Relations between Islamabad and Kabul had been improving in recent months.

Karzai had lauded Pakistan's decision to work for peace and help Afghanistan reach out to the Taliban, whose leaders are thought to be based in Pakistan.

In July, when British Prime Minister David Cameron visited Kabul and met with Karzai and the Pakistani prime minister, they pledged to work together to eliminate terrorism and agreed that peace in Afghanistan would help improve security in Pakistan.

In October, Salahuddin Rabbani, the current head of the peace council and the son of the ex-Afghan president who was slain, visited Islamabad and presented Pakistan with a plan to bring peace to his country by 2015. That plan included the active participation of Pakistan.

A month later, Pakistan's foreign minister gave the Afghans a draft agreement for a strategic partnership and Pakistani army chief Gen.
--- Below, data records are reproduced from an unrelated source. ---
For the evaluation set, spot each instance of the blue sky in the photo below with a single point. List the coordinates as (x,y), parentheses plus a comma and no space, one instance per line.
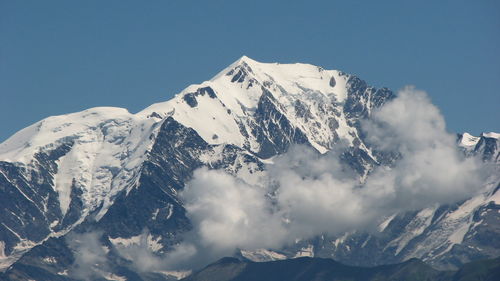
(59,57)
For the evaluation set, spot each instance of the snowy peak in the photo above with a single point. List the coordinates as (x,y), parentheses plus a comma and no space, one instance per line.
(486,145)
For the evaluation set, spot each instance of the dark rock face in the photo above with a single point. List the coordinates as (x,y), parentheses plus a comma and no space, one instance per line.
(29,203)
(273,130)
(326,269)
(151,203)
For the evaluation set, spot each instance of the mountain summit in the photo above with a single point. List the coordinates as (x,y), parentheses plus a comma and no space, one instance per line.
(120,174)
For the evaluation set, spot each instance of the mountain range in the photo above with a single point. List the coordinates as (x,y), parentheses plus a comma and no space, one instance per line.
(119,175)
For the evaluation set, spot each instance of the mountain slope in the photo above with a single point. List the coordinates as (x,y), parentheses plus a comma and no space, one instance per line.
(120,173)
(307,269)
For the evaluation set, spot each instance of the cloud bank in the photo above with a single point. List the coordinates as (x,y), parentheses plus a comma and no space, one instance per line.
(304,194)
(308,194)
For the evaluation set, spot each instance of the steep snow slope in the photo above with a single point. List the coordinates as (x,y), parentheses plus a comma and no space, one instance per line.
(107,169)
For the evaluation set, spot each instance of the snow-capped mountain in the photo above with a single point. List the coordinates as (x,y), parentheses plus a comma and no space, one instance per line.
(107,169)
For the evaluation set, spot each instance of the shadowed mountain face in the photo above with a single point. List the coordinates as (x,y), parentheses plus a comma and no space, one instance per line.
(116,174)
(317,269)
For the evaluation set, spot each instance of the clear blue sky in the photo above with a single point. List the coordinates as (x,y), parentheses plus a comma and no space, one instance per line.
(64,56)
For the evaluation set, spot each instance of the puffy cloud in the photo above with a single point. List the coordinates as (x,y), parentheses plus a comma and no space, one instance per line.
(305,194)
(90,255)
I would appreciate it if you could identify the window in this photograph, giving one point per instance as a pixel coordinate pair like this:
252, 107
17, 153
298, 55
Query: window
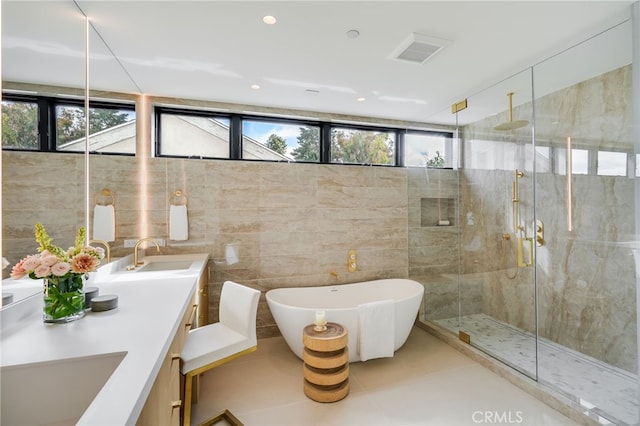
111, 129
362, 146
20, 125
280, 141
209, 134
428, 149
193, 134
52, 124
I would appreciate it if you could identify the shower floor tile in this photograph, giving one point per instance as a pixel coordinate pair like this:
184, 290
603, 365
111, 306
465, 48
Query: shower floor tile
607, 391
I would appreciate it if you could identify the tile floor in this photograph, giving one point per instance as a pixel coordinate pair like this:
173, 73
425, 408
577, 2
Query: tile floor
606, 390
427, 382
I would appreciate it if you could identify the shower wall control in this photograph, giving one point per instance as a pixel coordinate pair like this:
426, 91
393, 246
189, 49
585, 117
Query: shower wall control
352, 261
539, 233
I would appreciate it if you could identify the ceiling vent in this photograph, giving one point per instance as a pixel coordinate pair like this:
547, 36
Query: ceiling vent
418, 48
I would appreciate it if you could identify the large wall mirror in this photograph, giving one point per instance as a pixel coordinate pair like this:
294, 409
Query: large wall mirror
44, 54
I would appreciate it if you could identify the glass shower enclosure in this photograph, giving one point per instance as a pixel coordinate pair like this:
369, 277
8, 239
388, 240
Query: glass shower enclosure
545, 207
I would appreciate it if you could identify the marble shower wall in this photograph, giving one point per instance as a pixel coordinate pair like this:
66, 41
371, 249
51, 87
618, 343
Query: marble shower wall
586, 275
293, 223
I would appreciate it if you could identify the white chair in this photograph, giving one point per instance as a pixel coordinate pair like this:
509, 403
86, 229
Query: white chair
212, 345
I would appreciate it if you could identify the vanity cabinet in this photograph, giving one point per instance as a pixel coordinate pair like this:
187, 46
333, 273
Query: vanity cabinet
164, 401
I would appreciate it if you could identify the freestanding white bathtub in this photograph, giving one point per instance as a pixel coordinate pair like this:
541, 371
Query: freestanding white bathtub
294, 308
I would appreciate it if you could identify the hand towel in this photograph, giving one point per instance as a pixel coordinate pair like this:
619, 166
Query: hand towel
178, 223
376, 329
231, 253
104, 223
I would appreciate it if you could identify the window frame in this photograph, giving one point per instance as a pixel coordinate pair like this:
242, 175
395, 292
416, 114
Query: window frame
326, 127
47, 119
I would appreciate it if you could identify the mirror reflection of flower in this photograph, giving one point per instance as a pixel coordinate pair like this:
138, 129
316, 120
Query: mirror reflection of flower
54, 262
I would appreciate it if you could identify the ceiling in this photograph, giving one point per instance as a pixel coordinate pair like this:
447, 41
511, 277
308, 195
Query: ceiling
216, 50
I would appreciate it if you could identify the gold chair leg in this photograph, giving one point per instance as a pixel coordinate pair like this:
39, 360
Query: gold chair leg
188, 390
225, 415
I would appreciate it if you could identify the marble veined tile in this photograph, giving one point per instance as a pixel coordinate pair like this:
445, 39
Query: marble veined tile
607, 391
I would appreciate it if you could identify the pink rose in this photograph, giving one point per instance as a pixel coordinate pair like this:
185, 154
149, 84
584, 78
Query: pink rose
30, 263
60, 268
49, 260
42, 271
94, 251
18, 270
83, 263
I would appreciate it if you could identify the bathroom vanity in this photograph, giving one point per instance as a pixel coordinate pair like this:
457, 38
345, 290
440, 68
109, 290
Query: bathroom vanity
114, 367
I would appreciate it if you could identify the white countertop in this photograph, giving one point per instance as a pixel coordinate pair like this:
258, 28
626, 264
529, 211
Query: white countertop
143, 325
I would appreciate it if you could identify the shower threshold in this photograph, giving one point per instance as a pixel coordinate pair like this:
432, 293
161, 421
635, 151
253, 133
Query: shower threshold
607, 391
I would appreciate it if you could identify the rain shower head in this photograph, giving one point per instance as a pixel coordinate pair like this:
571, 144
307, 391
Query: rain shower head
511, 125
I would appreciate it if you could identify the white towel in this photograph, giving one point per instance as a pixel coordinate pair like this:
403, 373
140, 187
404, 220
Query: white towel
231, 253
104, 223
376, 338
178, 223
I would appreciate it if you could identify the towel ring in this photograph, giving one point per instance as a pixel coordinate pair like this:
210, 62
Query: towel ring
178, 199
105, 194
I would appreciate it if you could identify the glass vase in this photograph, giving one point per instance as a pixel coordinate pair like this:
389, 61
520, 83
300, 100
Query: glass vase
64, 298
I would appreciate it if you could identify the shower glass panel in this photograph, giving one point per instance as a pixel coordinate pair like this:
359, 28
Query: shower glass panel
585, 191
497, 280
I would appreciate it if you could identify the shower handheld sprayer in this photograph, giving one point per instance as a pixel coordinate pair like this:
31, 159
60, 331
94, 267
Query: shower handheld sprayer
523, 246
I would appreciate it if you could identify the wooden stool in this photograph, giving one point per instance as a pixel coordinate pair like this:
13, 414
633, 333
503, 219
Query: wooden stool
326, 363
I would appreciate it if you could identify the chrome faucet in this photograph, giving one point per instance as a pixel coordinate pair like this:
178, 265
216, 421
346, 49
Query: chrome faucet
135, 249
106, 246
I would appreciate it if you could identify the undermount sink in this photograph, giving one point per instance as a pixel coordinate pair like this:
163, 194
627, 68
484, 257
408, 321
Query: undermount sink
60, 390
165, 266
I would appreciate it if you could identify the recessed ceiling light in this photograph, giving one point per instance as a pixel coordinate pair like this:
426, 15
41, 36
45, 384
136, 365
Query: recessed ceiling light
269, 20
353, 33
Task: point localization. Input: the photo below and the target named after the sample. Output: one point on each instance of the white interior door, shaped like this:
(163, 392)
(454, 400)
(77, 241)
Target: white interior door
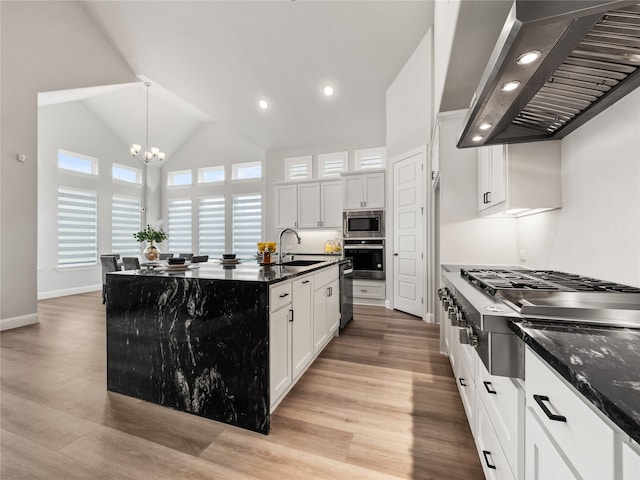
(408, 244)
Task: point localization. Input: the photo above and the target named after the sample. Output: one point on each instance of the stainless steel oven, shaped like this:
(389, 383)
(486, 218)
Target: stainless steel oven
(363, 224)
(367, 256)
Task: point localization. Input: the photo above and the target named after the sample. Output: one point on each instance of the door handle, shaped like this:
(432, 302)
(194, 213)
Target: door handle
(540, 399)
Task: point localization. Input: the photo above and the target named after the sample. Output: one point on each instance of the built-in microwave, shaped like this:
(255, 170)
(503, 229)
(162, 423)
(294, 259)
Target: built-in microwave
(363, 224)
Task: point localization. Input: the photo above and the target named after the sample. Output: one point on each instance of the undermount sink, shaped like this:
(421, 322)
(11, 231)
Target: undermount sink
(300, 263)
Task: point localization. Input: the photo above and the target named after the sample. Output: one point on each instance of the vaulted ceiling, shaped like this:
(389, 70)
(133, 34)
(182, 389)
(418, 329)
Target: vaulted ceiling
(214, 60)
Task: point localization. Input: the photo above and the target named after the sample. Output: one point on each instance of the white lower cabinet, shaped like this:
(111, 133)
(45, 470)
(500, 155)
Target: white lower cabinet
(302, 319)
(493, 459)
(630, 460)
(280, 375)
(301, 326)
(544, 461)
(583, 440)
(326, 307)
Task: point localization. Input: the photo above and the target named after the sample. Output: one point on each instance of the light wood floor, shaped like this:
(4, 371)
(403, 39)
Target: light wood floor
(380, 402)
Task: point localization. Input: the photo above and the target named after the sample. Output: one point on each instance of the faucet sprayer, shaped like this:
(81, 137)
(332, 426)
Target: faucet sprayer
(280, 254)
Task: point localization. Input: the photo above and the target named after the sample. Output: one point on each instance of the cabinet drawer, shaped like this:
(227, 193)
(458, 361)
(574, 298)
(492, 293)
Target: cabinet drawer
(279, 296)
(503, 400)
(466, 386)
(493, 459)
(325, 276)
(585, 439)
(363, 289)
Ashfaq Parvez Kayani made a visit to Kabul. That visit further bolstered Afghan hopes that Islamabad was committed to peace and good relations.

NATO, Afghanistan and Pakistan signed a deal for better military coordination on the border, and equally important, Afghan officials said Kayani not only indicated support for the Afghan peace plan, but said that it should be accelerated from 2015 to 2013.

At a February meeting in London, the leaders of Afghanistan and Pakistan further cemented their relationship. At the meeting, it was announced that Afghanistan and Pakistan had committed themselves to trying to achieve peace within six months.

But Afghan officials said the meeting was not as rosy at it seemed.

They said Islamabad demanded three preconditions: That Afghanistan limit its relations with India — Pakistan's archenemy; reach a domestic consensus on peace; and immediately sign a strategic partnership with Pakistan.

Instead of the preconditions, the Afghans said they were expecting Pakistan to take its own steps toward fostering peace talks, including the release of the former No. 2 Taliban leader, Mullah Abdul Ghani Baradar. Afghan officials hoped that Baradar and other imprisoned members of the Taliban can help bring the Taliban to the peace talks. In January, Pakistan's foreign secretary had said Islamabad would eventually release all Taliban prisoners.

"Pakistan is continuing with delaying tactics in their support of the peace process by demanding a supposed intra-Afghan consensus on the peace process at a time that a national consensus to end the violence is the strongest it has ever been for the past decade," Mosazai told the AP.

Western officials have said that the Afghan government was too optimistic about what Pakistan was ready to give, especially on the release of Baradar, and that they should show patience.

Pakistan has denied issuing preconditions, but Afghan officials say recent comments show otherwise — including some made by unnamed Pakistani foreign ministry officials that Karzai was an impediment to peace.

"We believe that relations between the two countries are deteriorating," Karzai spokesman Aimal Faizi said recently. "Enough is enough."

In Islamabad, the senior Pakistani official stressed that Pakistan was supporting reconciliation. As a way to kick start the peace process, the official said Pakistan has suggested a meeting attended by the Taliban and representatives from Afghanistan's multiple ethnic groups. He insisted that the meeting was not aimed at excluding Karzai from the process, but rather to make sure that the Afghan president didn't cut out his own political opposition.

Further complicating efforts to gain traction on a peace process is internal fighting among members of the Taliban, the official said. He said there was an ongoing debate between two factions of the Taliban: Those who reject talks when they are close to seeing international forces leave and a weaker Afghan force take charge and others who see reconciliation as a way to regain political power in Afghanistan.

___

AP Intelligence writer Kimberly Dozier contributed from Islamabad.